Is there any way to suspend the kernel?

Hey,

I am new to CUDA and am programming an application with a long-run kernel. By any chance, I would like to suspend the kernel to restart it later. Is there anybody know how I can do that?

Thank you in advance.

Not that I am aware of, no. There is no graceful way to stop a running kernel from the host and no way to save or restore the state necessary to resume a kernel either. It would be nice if it were possible, though.

Not that I am aware of, no. There is no graceful way to stop a running kernel from the host and no way to save or restore the state necessary to resume a kernel either. It would be nice if it were possible, though.

I guess you could program something like that using a flag in mapped host memory that is checked by each newly started block.

You would have to do all the data saving and restarting logic yourself, though.

I guess you could program something like that using a flag in mapped host memory that is checked by each newly started block.

You would have to do all the data saving and restarting logic yourself, though.

Wow, glad I found this post - I have been searching for a similar functionality.

I have a CUDA app, (with a long running kernel), and I want a way to suspend / resume the app.

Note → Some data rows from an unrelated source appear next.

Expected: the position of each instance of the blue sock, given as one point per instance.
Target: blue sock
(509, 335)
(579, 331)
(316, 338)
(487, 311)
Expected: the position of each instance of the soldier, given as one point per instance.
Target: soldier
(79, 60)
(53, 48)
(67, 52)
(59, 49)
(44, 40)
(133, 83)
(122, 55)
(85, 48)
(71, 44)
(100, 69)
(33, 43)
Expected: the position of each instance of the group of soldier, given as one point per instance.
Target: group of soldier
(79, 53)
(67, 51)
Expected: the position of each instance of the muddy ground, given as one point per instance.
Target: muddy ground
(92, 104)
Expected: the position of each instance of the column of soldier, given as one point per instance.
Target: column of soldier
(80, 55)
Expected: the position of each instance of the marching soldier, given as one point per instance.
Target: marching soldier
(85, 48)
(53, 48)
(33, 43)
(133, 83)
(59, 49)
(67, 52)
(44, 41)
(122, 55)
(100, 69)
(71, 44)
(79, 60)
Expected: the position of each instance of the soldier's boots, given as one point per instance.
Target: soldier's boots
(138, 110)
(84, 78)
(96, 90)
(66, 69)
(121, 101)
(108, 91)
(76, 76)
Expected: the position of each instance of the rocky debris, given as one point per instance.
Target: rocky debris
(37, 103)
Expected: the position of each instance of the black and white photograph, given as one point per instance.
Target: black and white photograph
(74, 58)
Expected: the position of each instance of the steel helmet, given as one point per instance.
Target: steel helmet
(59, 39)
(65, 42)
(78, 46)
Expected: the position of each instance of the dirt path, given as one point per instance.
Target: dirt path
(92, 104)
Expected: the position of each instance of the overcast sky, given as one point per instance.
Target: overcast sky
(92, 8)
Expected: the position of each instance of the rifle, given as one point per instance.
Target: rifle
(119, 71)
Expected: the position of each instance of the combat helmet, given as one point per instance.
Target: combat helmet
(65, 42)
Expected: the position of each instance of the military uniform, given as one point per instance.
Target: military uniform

Similar to how BOINC can stop/start.

Looking at the Developer API I didn’t get far - it looks like the only way to make this possible would be to look at/ work with the CUDA source code to add the functionality.

Is that a correct assumption?

Thanks, tera. I will try that.

SingularMatrix, thank you for the advice. That was what I would like to do. But the CUDA seems to be a closed source. :(

Given that the “source” that manages running kernel threads is baked into the silicon on the hardware, you would not have much luck modifying it even if it were open. The best you can do is shorten your kernel launches and provide a save/restore mechanism on the host in-between kernel launches.

Yeah, there’s nothing fancy done by those apps. They complete a kernel, checkpoint on the CPU side, and quit.